Его всегда впускали. Но никогда не разговаривали. Люди глядели недоверчиво, все силясь понять: что хочет взять от них этот человек в непривычной одежде священника. Люди привыкли: чужой никогда ничего не даст, а наверняка захочет что-нибудь взять.
Вскоре отец Тимофей свою затею бросил, поняв: главное, а иногда и единственное чувство, какое испытывают к нему забавинцы, – страх.
Спаситель говорил: «Кто жаждет, иди ко мне и пей».
Но люди не хотели пить эту живую воду. Они умели только недоверчиво относиться к любым истинам, которые несли им чужие люди. Не было у жителей Забавино привычки верить в то, что чужой человек может прийти к ним с добром.
Тимофей понял: нету этих людей знания о том, что есть власть от Бога, а есть – от человека. Для них что представитель какого-нибудь ДЭЗа, что священник – одного поля ягода: подозрительная и, возможно, даже ядовитая. Они вежливо выслушают, вежливо ответят, но ты как был для них чужаком, так и останешься. Эти люди от своих-то не очень привыкли ждать добра, а уж от чужих да привластных – тем паче.
Когда люди не живут при Боге, они существуют при начальстве, потому что слаб человек и ему совершенно необходимо при ком-нибудь жить.
Люди знали, как жизнь строится. Вот есть они, а вот – начальство, к которому надо относиться подобострастно и равнодушно одновременно. Начальство поможет вряд ли, а помешать может запросто.
Начальства много разного. Вот еще одно появилось – работает в Храме, а живет в отдельном доме, как и положено начальству. Гнать его нельзя. Но и любить невозможно, потому что начальство любить – себя не уважать.
Так думали люди.
Настоятель Храма понял это и перестал стучаться к ним в дома.
Он знал, что однажды люди в Храм придут. Вера Христова – облако. Рано или поздно людей накроет и водой живой оросит.
«Истинно любит тебя тот, кто втайне молится о тебе Богу», – говорил святитель Николай Сербский.
Отец Тимофей помнил эти слова и молился за жителей Забавино, которые не хотели знакомиться с Богом, не понимая, что Он все равно смотрит на них и помогает им, неузнанный.
Однажды Тимофей проснулся поздней, сплошной, черной ночью и отправился в Храм.
Над ним висело глубокое черное небо, и только точечки звезд показывали, где заканчивается земная твердь и начинается небесная.
Отец Тимофей зажег свечу. Светлей не стало. Но робкий, казалось бы, готовый вот-вот погибнуть лучик света освещал то глаз иконы, то руку, то скорбный рот.
Тимофей был среди своих, и ему не было страшно.
Он подошел к иконе Спасителя.
Икона сразу осветилась вся, целиком. Осветилась как-то быстро и радостно, будто ждала этой встречи.
«И свет во тьме светит, и тьма не объяла его», – вспомнил святые слова.
Спаситель смотрел спокойно и немного вопрошающе, будто и вправду обращался с вопросом: «Чего пришел-то среди ночи?»
Отец Тимофей ни о чем не просил, не молил и уж тем более не требовал. Он просто рассказывал – то спокойно, то истово, то кричал, то шептал: то есть вел обычный человеческий разговор.
Спаситель смотрел на него внимательно, будто пытаясь услышать и понять своего сына.

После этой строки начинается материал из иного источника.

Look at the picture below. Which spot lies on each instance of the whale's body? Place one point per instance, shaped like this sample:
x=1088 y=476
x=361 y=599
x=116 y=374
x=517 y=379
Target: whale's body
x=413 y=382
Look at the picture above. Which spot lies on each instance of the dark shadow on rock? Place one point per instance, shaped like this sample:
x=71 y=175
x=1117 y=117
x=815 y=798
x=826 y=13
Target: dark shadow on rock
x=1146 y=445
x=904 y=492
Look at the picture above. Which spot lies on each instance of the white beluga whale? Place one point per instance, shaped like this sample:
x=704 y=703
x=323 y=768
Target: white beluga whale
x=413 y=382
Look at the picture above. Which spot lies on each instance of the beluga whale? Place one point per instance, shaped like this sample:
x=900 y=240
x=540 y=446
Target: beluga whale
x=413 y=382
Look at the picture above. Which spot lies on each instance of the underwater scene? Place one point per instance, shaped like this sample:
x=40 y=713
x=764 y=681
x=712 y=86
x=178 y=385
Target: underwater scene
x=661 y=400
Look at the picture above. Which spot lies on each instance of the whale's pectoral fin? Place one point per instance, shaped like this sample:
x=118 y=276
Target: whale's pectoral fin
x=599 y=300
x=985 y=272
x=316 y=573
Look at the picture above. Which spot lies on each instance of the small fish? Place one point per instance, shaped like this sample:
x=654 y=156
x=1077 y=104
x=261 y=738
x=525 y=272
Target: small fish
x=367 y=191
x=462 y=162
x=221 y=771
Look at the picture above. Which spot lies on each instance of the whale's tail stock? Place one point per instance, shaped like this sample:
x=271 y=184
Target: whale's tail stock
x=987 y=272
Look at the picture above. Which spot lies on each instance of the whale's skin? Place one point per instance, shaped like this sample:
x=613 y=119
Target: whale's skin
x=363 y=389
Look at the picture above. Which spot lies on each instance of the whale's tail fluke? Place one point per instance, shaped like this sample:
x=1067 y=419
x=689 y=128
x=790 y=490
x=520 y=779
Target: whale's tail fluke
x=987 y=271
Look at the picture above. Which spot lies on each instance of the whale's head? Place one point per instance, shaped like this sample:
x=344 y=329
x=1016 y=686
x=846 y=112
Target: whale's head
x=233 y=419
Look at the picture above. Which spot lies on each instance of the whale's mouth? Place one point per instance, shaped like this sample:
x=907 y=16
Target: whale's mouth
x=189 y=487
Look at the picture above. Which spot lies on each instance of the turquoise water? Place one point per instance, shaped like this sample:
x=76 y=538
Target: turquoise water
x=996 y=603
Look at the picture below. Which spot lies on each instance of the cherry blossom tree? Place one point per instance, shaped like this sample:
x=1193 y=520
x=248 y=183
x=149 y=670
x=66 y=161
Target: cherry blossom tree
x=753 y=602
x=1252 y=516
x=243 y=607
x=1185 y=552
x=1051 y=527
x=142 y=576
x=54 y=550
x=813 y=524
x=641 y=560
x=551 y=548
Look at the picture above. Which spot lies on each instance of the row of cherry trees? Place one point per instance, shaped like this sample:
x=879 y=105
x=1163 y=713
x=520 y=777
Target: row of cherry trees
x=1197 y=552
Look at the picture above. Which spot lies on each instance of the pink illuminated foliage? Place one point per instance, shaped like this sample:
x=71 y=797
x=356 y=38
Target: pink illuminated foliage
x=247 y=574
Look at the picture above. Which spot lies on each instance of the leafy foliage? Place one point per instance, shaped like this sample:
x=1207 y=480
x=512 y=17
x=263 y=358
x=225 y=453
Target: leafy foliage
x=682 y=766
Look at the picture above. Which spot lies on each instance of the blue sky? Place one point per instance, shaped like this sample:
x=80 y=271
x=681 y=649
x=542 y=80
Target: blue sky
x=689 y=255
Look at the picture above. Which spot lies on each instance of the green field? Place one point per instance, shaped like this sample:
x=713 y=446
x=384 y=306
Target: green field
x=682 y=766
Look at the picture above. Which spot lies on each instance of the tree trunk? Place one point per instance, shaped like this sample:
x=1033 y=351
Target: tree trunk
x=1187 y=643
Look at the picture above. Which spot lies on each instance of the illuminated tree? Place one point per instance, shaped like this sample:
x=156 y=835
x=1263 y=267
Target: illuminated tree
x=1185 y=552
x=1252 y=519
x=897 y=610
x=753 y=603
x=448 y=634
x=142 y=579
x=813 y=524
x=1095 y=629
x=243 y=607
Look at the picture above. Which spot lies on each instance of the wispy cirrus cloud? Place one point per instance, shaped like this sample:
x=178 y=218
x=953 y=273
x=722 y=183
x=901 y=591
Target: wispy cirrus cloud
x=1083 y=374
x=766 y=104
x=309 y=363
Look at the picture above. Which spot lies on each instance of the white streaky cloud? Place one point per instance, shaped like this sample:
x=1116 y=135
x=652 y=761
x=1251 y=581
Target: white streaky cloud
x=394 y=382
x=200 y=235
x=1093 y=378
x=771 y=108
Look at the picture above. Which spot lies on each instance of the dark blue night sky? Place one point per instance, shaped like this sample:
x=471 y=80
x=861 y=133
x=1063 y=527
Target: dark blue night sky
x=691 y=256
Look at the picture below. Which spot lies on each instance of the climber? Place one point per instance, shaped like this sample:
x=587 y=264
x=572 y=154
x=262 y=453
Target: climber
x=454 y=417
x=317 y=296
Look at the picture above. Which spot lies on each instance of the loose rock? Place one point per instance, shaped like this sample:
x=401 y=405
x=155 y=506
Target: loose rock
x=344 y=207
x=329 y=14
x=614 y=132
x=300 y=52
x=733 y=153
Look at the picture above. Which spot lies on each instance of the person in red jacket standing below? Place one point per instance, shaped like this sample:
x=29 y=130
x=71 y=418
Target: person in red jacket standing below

Солнце показало свои первые, неумелые, стеснительные лучи, и небо как будто задышало, сбросив с себя темный плен ночи.
А отец Тимофей все говорил, покуда не почувствовал, что ноги у него начали дрожать.
Тогда поцеловал край иконы, рухнул на колени и просто стоял молча непонятно сколько времени.
Подняться самому сил не хватало, а опереться можно было только на икону.
«Хорошо ли?» – подумал отец Тимофей.
Но руки уже сами схватились о тяжелую раму, и отец Тимофей поймал взгляд Спасителя. Взгляд словно говорил ему: опирайся, не бойся, все будет как должно.
Тимофей встал, пошел домой, умылся и пошел служить утреннюю службу.
Храм пустовал.
И на следующий день никто не пришел. И через день. И через два.
Но настоятель исправно совершал все службы, которые положены. И литургию обязательно служил.
И вот где-то день на десятый после ночной молитвы отец Тимофей, заканчивая службу, оглянулся и увидел человека в кепке, который робко жался у самого входа в Храм.
– Кепку сними, – не попросил – потребовал священник.
Человек снял с головы картуз и тут же исчез.
Тимофей поругал себя за резкость и несдержанность: мог бы и помягче сказать, поспокойнее. Все-таки первый прихожанин пришел, а он раскомандовался тут.